OK, now let’s say we’re in the present and we’re looking at a pandemic and economic uncertainty and the very real threat of and reality of layoffs. Well, now we’re in a spot, as employees, where we don’t want to “swing for the fences” — because if we swing for the fences and miss terribly and look dumb in the moment, well, are we signing up for a layoff list? That’s the fear many have. So in these moments, the “Overblown Implications Effect” probably leads to safer presentations, rote decision-making, and general plodding along. I would guess.

Why do we put people in boxes so quickly?

That’s kinda the name of the game in life and at work sometimes. All of the stuff I am discussing above is tied to the bad employee myth.

Some managers violate the above: while they probably attend 7–8 worthless meetings per day and forget the content of most/all by EOD, they sometimes get very hair-trigger about how they manage and approach their people.

This is usually not about the content of presentations and perceptions of intelligence, no. It’s usually about attitude and whether someone talks back/pipes up.

That stuff — a perceived bad attitude — can get you in real trouble during a heightened layoff season.

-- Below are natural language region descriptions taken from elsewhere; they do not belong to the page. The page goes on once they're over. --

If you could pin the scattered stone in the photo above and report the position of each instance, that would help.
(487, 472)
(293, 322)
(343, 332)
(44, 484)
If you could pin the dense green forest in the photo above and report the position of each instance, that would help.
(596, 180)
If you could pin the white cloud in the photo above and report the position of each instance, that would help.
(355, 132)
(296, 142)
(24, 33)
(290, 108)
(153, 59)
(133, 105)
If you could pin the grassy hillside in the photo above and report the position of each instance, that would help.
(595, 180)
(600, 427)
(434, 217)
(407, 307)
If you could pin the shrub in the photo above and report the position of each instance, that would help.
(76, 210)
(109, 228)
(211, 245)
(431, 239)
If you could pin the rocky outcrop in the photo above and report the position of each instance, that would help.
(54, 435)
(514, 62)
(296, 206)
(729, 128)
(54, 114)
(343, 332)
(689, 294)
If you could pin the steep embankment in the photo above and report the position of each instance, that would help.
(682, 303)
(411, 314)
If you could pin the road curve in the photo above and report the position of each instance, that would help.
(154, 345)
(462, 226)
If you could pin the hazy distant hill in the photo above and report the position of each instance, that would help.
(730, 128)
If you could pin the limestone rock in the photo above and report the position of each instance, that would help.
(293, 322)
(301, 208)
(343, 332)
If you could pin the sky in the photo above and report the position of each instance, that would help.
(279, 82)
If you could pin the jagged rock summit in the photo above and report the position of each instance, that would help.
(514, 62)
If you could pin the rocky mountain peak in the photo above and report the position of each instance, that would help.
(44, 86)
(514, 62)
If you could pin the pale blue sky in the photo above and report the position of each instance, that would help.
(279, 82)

Now, “attitude” is not a fixed characteristic. Many people are assholes when cut off in traffic, then beautiful to their friends and family. Attitude is inherently contextual. But managers often throw that out the window. If you talk back once, or push back on an idea once, you get piped out of the system. (Laid off.)

So, in that way I’d argue “Overblown Implications” can be true for managers and employees on questions of attitude, insubordination, etc.

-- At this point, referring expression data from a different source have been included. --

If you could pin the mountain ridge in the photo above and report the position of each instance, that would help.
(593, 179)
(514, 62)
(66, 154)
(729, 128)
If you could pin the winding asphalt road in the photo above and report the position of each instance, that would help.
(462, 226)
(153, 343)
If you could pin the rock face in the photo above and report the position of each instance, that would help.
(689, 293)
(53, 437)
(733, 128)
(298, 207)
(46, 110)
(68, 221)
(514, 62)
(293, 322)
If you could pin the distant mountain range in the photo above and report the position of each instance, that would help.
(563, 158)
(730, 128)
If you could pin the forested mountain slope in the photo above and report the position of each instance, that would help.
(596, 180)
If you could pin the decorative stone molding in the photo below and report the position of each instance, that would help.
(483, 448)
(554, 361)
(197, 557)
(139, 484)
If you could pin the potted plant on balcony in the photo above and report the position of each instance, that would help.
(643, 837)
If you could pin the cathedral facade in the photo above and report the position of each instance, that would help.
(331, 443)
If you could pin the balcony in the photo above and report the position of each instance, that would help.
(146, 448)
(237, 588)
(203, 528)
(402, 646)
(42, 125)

The other elephant in this tiny room

Social media.

A lot of times, you get into threads on massively-contextual-and-divisive topics, i.e. “race relations,” with people you have never met in real life and know literally nothing about, aside from whatever they are saying in the thread and their profile picture.

We make a lot of assumptions about people on social as a result. Plus, social is essentially nameless and faceless, even on Facebook. People will attack you and say stuff to you that they’d never have the personal courage to say in-person.

So, on social media, there are definitely overblown implications. You say literally one small thing that another person on the thread doesn’t like, and boom. Now you are “the thread idiot” for one small comment. That’s overblown implications.

Does this mean we need to be nicer? Have more empathy and understanding?

Ideally, yes. But in a time of rampant confirmation bias, that’s challenging. The good news is, you can teach empathy to adults. So that’s a win, albeit also a challenge.

But it more broadly means — if you are presenting something or looking for approval and you mess up, which happens to all of us, it doesn’t mean the whole game is over. Sure, on social media someone might call you an idiot or whatever. Great. Or a boss might try to fire you because you talked back once. Great. In the grand scheme of stuff, those are just momentary blips. We overcome those. The bigger way to think about these things is: No one is judging us based on just one experience, in general. We can grow and make mistakes and persevere, even in times of a pandemic. It’s OK.